Regulation is becoming part of software engineering
The EU Cyber Resilience Act entered into force on December 10, 2024. Reporting obligations begin September 11, 2026, and main obligations apply from December 11, 2027. If you ship software with a European user base, this affects your build pipeline, your vulnerability disclosure process, and your documentation. It is no longer optional to track your dependencies.
Post-quantum cryptography is no longer sci-fi planning
NIST finalized its first three post-quantum encryption standards in August 2024: FIPS 203 (ML-KEM), FIPS 204 (ML-DSA), and FIPS 205 (SL-DSA). NIST encouraged administrators to begin transitioning. “Harvest now, decrypt later” is not a theoretical threat — it is an architectural decision you are making right now by choosing what crypto you deploy.
Memory safety is back as a board-level security topic
CISA’s Secure by Design initiative now includes “The Case for Memory Safe Roadmaps” and guidance on memory safety in critical open source projects. The original NSA advisory on memory-safe languages (2022) started the conversation; the ongoing push from CISA and partners makes it operational. If your stack is C/C++, this is your migration planning signal.
Typed languages are having another moment
GitHub’s Octoverse 2025 reports that AI, agents, and typed languages are driving the biggest shifts in software development, with TypeScript reaching the top spot. When AI generates more code, types become the contract layer that makes that code trustworthy.
Opinions Worth Holding
- Simple beats clever almost every time.
- Boring architecture plus excellent operations beats fashionable architecture plus chaos.

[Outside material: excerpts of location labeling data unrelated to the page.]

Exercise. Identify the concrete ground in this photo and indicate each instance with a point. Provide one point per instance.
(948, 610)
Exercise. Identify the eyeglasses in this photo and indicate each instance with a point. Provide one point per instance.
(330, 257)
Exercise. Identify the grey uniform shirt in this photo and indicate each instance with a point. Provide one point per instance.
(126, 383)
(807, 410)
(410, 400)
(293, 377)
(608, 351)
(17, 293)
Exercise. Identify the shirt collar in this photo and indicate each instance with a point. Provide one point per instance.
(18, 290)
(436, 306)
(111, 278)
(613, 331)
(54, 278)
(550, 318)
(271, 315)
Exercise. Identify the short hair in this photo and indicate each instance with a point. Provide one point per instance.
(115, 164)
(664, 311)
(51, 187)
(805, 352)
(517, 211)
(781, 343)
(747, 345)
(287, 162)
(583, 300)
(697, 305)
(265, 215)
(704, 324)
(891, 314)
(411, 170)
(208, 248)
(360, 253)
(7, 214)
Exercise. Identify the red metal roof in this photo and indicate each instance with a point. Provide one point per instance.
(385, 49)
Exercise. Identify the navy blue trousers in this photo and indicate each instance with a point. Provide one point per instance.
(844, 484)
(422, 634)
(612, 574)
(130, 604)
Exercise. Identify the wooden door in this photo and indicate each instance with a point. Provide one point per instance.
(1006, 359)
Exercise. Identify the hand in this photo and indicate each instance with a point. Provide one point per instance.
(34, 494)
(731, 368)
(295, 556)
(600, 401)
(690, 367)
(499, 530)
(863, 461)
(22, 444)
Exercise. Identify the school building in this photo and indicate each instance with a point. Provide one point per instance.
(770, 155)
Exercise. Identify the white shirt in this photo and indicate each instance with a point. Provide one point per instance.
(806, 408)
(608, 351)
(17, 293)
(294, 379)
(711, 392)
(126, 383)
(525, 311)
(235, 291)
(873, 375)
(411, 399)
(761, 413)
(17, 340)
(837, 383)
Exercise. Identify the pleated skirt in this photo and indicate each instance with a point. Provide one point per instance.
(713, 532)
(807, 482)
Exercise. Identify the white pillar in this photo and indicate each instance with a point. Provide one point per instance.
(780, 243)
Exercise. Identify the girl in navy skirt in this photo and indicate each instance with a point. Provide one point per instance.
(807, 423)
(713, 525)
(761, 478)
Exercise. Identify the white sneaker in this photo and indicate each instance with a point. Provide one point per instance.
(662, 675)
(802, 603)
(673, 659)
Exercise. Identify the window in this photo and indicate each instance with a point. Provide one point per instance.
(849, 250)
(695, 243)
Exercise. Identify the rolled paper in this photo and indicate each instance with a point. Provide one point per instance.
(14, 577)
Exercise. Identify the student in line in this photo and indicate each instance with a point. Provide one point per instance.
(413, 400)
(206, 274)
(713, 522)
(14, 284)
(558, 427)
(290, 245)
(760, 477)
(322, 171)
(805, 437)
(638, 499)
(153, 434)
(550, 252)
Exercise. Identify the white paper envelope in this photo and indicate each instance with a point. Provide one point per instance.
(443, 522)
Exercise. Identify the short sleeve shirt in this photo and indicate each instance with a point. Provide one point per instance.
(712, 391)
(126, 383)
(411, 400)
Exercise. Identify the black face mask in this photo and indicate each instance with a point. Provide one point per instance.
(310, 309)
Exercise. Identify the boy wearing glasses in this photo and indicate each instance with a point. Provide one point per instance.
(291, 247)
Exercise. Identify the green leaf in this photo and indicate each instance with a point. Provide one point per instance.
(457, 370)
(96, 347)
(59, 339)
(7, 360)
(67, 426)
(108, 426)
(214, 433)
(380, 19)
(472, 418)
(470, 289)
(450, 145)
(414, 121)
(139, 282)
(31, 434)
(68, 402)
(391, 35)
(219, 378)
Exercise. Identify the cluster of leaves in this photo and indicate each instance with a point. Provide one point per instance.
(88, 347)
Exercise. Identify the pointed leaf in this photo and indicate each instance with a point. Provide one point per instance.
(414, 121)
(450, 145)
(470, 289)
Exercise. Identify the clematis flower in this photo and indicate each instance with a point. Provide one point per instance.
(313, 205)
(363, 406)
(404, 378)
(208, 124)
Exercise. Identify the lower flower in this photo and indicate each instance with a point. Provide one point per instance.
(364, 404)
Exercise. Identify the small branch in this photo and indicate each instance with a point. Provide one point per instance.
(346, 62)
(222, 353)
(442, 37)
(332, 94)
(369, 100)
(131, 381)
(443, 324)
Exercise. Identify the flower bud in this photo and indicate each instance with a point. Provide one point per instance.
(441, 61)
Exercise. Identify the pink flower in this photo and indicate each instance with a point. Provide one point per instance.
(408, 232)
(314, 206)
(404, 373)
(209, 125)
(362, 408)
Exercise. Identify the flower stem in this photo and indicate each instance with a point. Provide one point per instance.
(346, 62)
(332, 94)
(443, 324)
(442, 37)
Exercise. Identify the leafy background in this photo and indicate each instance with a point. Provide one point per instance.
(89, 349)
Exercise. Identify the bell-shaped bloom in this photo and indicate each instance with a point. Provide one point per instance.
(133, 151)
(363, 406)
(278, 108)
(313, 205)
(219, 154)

- The hardest part of software is not typing code; it is understanding the problem, coordinating humans, and preserving correctness while everything changes.
- Every system is legacy the moment it reaches production.
- The best engineers are not the ones who know every new tool. They are the ones who know which problems are genuinely new and which ones are old problems wearing new branding.